Morążanie bez medalu, ale z doświadczeniami startu w Pucharze Świata

nos-portal.pl 1 tydzień temu

TAEKWONDO OLIMPIJSKIE. Taekwondziści Victorii Morąg po wielu latach przerwy wrócili na maty podczas zawodów Pucharu Świata rangi G1. Pucharowe doświadczenia w Warszawie zdobyli Wiktoria Wiechowska i Piotr Zawadzki.

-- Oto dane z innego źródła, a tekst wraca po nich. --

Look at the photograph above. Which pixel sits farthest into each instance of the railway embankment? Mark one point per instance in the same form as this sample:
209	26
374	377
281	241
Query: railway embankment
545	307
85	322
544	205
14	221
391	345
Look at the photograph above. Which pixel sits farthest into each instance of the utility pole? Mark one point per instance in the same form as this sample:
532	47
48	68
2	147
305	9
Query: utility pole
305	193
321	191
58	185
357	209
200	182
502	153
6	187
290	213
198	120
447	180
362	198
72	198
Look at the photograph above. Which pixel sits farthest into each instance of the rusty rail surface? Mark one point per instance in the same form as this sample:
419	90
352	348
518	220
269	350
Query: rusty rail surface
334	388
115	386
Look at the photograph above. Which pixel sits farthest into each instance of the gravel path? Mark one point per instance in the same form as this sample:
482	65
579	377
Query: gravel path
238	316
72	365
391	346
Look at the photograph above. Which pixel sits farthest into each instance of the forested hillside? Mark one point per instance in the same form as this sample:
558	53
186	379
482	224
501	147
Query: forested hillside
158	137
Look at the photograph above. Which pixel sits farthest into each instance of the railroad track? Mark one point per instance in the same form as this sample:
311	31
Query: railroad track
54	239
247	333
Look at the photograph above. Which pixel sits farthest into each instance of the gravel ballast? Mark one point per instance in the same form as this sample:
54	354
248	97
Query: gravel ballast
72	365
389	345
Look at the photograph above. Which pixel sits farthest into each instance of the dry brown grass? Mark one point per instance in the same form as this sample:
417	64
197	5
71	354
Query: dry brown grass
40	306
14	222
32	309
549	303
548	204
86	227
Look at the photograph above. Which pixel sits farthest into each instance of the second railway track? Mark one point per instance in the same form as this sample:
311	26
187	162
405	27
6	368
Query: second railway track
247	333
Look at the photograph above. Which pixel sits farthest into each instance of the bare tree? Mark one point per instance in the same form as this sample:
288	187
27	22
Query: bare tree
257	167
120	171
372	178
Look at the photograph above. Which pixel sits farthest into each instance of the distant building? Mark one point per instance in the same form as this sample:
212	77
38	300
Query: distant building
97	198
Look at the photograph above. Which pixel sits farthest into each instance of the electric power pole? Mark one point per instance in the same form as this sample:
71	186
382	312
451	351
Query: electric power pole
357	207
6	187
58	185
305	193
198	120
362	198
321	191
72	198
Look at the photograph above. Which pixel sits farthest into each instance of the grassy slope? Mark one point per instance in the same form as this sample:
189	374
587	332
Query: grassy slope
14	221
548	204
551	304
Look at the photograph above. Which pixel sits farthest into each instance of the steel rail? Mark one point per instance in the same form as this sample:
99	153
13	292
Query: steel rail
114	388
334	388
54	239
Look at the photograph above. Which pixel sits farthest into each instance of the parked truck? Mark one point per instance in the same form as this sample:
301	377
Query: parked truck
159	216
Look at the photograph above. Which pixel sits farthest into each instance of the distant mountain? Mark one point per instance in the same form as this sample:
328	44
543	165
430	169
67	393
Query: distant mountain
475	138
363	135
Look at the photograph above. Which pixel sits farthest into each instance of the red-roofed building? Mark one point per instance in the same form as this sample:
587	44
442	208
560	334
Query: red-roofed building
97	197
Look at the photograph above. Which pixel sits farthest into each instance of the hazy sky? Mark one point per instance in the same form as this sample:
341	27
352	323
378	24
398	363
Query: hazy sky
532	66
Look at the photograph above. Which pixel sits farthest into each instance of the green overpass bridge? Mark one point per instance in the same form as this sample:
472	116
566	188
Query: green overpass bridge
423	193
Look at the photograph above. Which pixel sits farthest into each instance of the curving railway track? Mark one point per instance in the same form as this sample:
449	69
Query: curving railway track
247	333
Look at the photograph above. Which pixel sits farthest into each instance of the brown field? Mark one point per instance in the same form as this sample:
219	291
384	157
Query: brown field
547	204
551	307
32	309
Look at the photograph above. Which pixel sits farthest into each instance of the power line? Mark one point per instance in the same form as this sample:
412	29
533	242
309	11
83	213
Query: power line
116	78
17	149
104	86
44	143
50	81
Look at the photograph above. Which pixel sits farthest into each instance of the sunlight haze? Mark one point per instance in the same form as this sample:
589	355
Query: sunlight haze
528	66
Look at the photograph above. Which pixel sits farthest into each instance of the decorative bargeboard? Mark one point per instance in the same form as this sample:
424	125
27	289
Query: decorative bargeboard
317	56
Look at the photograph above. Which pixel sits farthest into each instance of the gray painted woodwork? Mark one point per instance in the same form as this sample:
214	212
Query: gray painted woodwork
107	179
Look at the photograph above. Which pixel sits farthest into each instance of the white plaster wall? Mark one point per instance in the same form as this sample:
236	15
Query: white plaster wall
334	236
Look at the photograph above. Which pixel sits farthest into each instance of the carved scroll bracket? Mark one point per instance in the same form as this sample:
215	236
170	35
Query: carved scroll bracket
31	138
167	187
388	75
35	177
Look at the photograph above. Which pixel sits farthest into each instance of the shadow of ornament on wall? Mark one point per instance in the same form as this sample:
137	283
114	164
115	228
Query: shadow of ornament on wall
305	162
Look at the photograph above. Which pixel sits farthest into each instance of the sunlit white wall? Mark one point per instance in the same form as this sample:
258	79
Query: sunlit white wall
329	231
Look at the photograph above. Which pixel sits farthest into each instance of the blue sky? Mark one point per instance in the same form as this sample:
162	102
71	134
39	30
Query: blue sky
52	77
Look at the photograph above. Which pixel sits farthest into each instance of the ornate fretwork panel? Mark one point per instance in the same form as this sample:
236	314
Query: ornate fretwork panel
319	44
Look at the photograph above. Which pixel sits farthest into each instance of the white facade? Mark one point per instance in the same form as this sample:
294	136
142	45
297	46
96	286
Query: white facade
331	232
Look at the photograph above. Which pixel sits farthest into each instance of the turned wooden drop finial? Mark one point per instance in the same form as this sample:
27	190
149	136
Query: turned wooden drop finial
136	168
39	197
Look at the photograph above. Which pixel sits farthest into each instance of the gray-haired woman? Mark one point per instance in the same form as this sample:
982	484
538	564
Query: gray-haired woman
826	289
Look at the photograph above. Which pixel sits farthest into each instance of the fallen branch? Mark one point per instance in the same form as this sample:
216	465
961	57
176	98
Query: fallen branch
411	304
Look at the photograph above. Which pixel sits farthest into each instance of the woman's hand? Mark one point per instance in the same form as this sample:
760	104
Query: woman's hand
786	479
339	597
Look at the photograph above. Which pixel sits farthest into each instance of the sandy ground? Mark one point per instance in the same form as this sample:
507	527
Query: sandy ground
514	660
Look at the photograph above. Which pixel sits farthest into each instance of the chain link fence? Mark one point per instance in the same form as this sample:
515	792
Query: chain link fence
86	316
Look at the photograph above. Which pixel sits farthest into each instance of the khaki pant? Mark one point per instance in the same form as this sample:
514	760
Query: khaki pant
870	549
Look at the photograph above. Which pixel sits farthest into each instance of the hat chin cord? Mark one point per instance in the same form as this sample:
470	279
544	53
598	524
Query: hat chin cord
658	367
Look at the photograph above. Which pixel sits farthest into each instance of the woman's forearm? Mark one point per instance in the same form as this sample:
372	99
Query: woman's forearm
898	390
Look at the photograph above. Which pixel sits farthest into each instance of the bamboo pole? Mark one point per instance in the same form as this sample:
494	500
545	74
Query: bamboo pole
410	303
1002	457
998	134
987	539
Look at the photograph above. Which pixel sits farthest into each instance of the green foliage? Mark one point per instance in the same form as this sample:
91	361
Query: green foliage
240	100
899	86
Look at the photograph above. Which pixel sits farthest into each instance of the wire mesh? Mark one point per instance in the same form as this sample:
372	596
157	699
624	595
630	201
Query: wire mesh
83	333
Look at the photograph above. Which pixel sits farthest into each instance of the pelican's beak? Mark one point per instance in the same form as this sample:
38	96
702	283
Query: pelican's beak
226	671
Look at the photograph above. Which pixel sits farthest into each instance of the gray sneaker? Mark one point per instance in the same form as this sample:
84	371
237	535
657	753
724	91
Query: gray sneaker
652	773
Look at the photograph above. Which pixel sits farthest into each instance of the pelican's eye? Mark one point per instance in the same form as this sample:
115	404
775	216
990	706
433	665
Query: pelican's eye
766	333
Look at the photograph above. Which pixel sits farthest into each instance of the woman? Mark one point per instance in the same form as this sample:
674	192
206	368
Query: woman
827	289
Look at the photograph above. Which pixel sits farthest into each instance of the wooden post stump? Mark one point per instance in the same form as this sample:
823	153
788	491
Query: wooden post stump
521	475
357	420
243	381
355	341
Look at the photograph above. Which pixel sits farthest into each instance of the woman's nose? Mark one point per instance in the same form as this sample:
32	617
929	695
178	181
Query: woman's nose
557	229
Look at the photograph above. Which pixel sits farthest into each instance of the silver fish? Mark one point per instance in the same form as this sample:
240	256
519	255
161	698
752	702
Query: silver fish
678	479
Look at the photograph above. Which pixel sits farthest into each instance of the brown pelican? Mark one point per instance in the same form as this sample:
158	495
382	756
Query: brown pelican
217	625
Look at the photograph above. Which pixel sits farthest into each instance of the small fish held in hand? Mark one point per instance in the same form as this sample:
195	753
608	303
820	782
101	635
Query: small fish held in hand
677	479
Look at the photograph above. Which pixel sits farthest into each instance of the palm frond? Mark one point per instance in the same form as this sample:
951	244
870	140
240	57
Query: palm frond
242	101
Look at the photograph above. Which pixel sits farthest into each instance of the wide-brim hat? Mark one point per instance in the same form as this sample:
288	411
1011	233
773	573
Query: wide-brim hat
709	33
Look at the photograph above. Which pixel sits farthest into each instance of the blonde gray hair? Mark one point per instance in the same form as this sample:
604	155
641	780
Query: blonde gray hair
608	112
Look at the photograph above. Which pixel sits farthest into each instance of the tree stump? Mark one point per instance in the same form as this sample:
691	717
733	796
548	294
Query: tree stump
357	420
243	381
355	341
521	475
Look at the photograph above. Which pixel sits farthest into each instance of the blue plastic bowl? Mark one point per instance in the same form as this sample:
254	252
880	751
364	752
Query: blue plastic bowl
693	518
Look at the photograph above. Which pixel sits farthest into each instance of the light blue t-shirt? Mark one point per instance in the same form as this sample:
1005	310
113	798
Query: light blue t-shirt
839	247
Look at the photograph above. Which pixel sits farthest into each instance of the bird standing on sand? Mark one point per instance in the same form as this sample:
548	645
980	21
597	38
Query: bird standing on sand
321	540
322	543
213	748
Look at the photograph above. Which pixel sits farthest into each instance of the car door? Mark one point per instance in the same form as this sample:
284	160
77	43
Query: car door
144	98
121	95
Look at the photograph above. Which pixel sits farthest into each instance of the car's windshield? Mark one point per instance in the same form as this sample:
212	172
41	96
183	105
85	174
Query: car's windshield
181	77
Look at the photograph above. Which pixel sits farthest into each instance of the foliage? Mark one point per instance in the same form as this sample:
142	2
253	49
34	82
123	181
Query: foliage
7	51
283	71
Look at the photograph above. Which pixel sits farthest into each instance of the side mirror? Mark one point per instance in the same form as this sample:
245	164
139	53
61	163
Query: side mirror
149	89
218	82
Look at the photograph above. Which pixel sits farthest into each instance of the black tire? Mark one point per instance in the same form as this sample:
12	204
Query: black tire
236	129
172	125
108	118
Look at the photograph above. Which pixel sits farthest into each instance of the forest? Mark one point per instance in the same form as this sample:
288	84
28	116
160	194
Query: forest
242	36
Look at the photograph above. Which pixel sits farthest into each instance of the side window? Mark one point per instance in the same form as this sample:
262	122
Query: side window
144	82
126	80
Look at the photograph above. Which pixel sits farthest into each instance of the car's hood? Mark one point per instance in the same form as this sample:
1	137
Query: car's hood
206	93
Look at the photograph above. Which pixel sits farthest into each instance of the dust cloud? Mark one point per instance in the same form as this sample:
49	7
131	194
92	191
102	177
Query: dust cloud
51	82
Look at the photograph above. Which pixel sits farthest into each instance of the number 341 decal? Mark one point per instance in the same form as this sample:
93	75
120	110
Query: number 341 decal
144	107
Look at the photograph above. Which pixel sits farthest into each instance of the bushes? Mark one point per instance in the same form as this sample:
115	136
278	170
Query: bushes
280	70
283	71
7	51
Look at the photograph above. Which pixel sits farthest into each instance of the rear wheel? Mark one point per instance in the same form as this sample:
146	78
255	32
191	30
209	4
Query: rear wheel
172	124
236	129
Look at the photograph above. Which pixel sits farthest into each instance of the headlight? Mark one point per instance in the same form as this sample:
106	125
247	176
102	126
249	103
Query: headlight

Piotr Zawadzki i Wiktoria Wichowska wystartowali w zawodach WarsawCup 2024 / Fot. Archiwum klubu

Podopieczni Bartosza Małeckiego po dłuższej przerwie zawitali na listy startowej rywalizacji o Puchar Świata. Takie zawody o randze G1 rozegrane zostały w Warszawie. Prawo występu w polskiej stolicy uzyskali Wiktoria Wiechowska, startująca w kategorii wagowej do 55 kg i Piotr Zawadzki, kat. do 53 kg. Morążanie znaleźli się elitarnej grupie 750 zawodników z całego świata, którzy zameldowali się w gronie uczestników zawodów Polish Open WarsawCup 2024. Zdaniem specjalistów od taekwondo olimpijskiego w Warszawie można było zobaczyć kilkudziesięciu przyszłych olimpijczyków, którzy mogą wystartować w Igrzyskach Olimpijskich Los Angeles 2028.

Młodzi morąscy zawodnicy swoje występy na stołecznych matach zakończyli na etapie drugiej rundy. Oboje przeszli przez sito pierwszej rundy: Piotra Zawadzki 2:0 pokonał Niemca Ricardo Ruhle. Na tym samym etapie więcej czasu w macie spędziła Wiktoria Wiechowska, która 2:1 wygrała z Czeszką Pavlą Bramburkovą.

Ostatnią dla podopiecznych trenera Małeckiego była druga runda. Zawadzki musiał uznać wyższość Estończyka Igora Kozljuka. W rywalizacji taekwondzistek Wiechowska trafiła na Grace Okpuruka z AZS AWF Poznań, z którą przegrała walkę.

Zarówno Piotrek, jak i Wiktoria przeszli do dalszej rundy rywalizacji w swoich kategoriach wagowych. Piotrek w drugiej walce zmierzył się z reprezentantem Estonii Igorem Kozljukiem. O ile w pierwszej rundzie Estończyk dominował to druga runda należała do Piotrka. Do czasu. W samej końcówce rundy Piotr popełnił dużo błędów, za które otrzymał 5 kar i według regulaminu sportowego przegrał walkę.

Reprezentanci morąskiej Victorii swój udziała w WarsawCup 2024 zakończyli na 5. miejscach. Zawodnicy i trener dziękują firmie Kaczkan za możliwość startu w zawodach Pucharu Świata w Warszawie.